# DIY fleshing beam/board



## dannym

im thinking about making my own fleshing beam or board(s) and was wondering a few things...am i better off with a beam or a board? what kind of dimensions for both? what degree of angle do i set the beam/board? what type of wood to use? i plan on trapping rats, *****, and k9s. i know theres a lot of questions but i know you seasoned vets like to help out a rookie.


----------



## 2 Kids And I Trap

IF you go to this web site or this link you can find any and all types of fleshing beams you can think of. 

Jon



http://www.trapperman.com/forum/ubb...8/How_To_Build_A_Fleshing_Beam.html#Post18968


----------



## 2 Kids And I Trap

Here is another for your viewing pleasure.

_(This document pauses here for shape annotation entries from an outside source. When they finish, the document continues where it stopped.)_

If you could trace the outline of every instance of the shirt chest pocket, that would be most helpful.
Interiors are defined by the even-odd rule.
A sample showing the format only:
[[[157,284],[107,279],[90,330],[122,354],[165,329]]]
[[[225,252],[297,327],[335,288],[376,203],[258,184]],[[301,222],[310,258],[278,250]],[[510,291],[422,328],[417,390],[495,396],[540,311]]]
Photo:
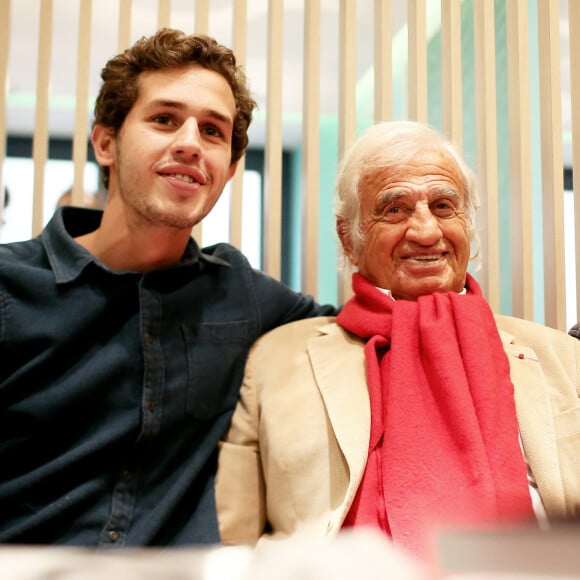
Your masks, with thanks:
[[[251,345],[247,321],[182,327],[187,345],[187,412],[207,420],[232,410],[238,400]]]

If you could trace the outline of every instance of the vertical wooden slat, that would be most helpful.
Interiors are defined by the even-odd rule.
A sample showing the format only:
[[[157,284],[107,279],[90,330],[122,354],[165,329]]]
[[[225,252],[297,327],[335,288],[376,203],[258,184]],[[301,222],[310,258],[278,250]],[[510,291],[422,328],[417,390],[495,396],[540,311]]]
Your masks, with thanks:
[[[167,28],[171,22],[171,0],[158,0],[157,28]]]
[[[119,31],[117,48],[122,52],[131,44],[131,2],[132,0],[119,0]]]
[[[474,0],[473,20],[477,176],[482,206],[479,214],[483,254],[480,283],[491,309],[499,313],[499,178],[494,5],[489,0]]]
[[[239,66],[246,65],[248,36],[248,6],[247,0],[236,0],[233,10],[233,50]],[[242,191],[244,185],[244,170],[246,157],[238,162],[238,168],[232,180],[232,196],[230,211],[230,244],[242,248]]]
[[[5,0],[4,2],[0,2],[0,224],[2,224],[3,221],[5,201],[2,169],[4,167],[4,159],[6,158],[6,106],[8,93],[9,49],[10,0]]]
[[[195,0],[195,33],[207,34],[209,30],[209,4],[208,0]],[[203,223],[193,226],[191,235],[202,245]]]
[[[209,31],[209,0],[195,0],[195,32],[207,34]]]
[[[391,0],[375,0],[374,5],[374,77],[375,123],[393,115],[393,22]]]
[[[408,0],[409,119],[427,122],[427,6],[426,0]]]
[[[283,1],[268,1],[268,70],[264,171],[264,270],[280,278],[282,246]]]
[[[318,295],[320,190],[320,0],[304,5],[304,124],[302,132],[302,290]]]
[[[79,42],[77,54],[77,91],[75,128],[73,135],[74,179],[72,202],[81,205],[84,197],[84,173],[87,163],[89,123],[89,61],[91,46],[92,0],[81,0],[79,14]]]
[[[338,155],[356,138],[356,0],[340,0],[338,69]],[[338,302],[352,295],[350,276],[338,275]]]
[[[506,2],[512,239],[512,314],[534,319],[527,0]]]
[[[568,0],[570,36],[570,99],[572,110],[572,173],[574,187],[574,248],[576,250],[576,311],[580,320],[580,2]]]
[[[545,323],[548,326],[565,330],[564,162],[559,18],[558,0],[538,2],[544,313]]]
[[[38,71],[36,80],[36,112],[32,159],[34,187],[32,203],[32,235],[38,235],[43,226],[44,171],[48,159],[48,105],[50,93],[50,57],[52,53],[52,0],[41,0],[40,31],[38,40]]]
[[[441,0],[441,85],[443,130],[461,151],[461,0]]]

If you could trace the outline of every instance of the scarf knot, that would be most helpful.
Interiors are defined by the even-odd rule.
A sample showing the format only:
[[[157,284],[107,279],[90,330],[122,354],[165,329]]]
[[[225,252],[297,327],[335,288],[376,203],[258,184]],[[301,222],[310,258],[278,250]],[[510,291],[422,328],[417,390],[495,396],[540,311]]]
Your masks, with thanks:
[[[393,300],[360,274],[337,323],[366,341],[369,457],[345,525],[425,556],[440,529],[532,517],[509,362],[477,282]]]

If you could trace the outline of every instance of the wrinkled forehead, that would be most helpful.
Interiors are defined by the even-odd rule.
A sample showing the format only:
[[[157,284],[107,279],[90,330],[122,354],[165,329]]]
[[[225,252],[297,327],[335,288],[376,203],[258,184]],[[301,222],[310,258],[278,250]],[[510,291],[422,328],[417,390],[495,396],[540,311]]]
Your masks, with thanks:
[[[376,193],[404,184],[439,183],[465,195],[465,177],[449,151],[422,147],[403,153],[393,157],[388,152],[376,152],[362,167],[360,192]]]

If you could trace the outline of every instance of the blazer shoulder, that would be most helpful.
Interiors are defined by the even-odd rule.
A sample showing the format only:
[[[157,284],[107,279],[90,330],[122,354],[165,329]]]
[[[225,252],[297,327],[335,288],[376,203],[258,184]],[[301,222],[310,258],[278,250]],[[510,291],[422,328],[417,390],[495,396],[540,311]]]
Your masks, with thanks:
[[[260,337],[254,345],[254,350],[267,346],[286,345],[289,342],[306,341],[315,336],[327,334],[335,321],[335,316],[315,316],[283,324]]]

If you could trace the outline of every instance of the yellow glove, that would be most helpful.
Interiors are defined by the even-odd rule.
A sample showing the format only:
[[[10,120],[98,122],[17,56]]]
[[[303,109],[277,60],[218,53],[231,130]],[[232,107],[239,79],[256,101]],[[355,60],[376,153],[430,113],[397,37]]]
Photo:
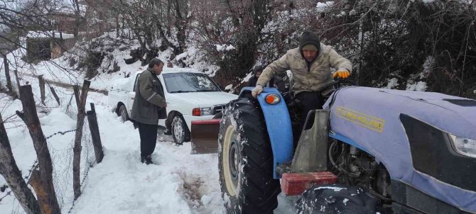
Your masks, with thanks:
[[[350,72],[349,72],[349,70],[346,69],[340,69],[334,74],[332,74],[332,78],[335,78],[335,77],[339,77],[339,78],[342,79],[347,79],[350,76]]]

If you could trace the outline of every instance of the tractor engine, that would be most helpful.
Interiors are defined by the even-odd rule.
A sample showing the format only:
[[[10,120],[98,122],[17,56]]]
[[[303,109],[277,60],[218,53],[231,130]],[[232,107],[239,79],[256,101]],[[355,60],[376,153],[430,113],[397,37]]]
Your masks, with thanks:
[[[334,140],[329,146],[329,167],[338,182],[359,186],[384,203],[391,201],[390,176],[384,165],[354,146]]]

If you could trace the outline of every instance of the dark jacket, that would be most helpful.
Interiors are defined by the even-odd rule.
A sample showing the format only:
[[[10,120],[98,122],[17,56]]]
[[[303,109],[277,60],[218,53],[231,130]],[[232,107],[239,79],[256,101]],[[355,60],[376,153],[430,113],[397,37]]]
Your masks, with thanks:
[[[167,118],[162,84],[150,68],[139,74],[138,78],[131,119],[141,123],[157,125],[158,119]]]

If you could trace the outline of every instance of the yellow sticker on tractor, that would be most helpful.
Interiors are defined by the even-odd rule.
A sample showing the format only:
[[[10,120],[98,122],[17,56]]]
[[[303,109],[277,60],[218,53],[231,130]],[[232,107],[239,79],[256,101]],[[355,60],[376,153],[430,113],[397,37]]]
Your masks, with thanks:
[[[362,125],[371,130],[382,133],[384,130],[385,120],[363,113],[353,111],[352,109],[338,106],[335,109],[335,113],[340,118]]]

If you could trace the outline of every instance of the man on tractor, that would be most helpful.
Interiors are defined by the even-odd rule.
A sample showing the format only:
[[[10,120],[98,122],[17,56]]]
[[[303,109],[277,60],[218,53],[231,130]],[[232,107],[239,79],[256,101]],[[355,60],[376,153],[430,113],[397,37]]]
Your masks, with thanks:
[[[332,88],[323,89],[323,86],[333,81],[330,67],[337,70],[332,77],[346,79],[352,72],[352,63],[349,60],[337,54],[332,47],[320,43],[315,33],[305,31],[299,40],[299,47],[288,50],[283,57],[264,69],[251,94],[256,98],[271,77],[291,70],[293,81],[291,90],[301,104],[298,108],[301,118],[297,130],[301,132],[308,113],[322,108],[324,104],[323,94],[332,91]]]

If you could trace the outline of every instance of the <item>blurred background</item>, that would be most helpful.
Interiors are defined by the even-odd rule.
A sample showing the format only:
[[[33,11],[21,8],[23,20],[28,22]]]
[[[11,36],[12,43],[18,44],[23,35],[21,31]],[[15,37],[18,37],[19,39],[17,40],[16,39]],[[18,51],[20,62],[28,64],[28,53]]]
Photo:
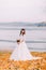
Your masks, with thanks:
[[[46,0],[0,0],[0,51],[12,51],[21,28],[30,51],[46,52]]]

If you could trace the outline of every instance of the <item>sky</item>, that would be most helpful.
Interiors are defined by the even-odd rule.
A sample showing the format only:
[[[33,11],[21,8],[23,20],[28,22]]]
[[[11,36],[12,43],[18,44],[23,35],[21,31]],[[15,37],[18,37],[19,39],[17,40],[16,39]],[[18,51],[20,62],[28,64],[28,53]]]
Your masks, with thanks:
[[[0,0],[0,23],[46,22],[46,0]]]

http://jayme220.proboards.com/index.cgi?board=archive6&action=display&thread=185


----------



## dannym

do i need to treat the wood or seal it?


----------



## 2 Kids And I Trap

dannym said:


> do i need to treat the wood or seal it?


 
The only thing I did to my store bought beam was to put some Lin seed oil on it. Keeps it from really cracking or spliting. Keeps the wood from really drying out. Then after you get your first dozen or so ***** fleshed on it and that fat get soaked into the wood you really dont have to worry about it cracking on you. 

Jon


----------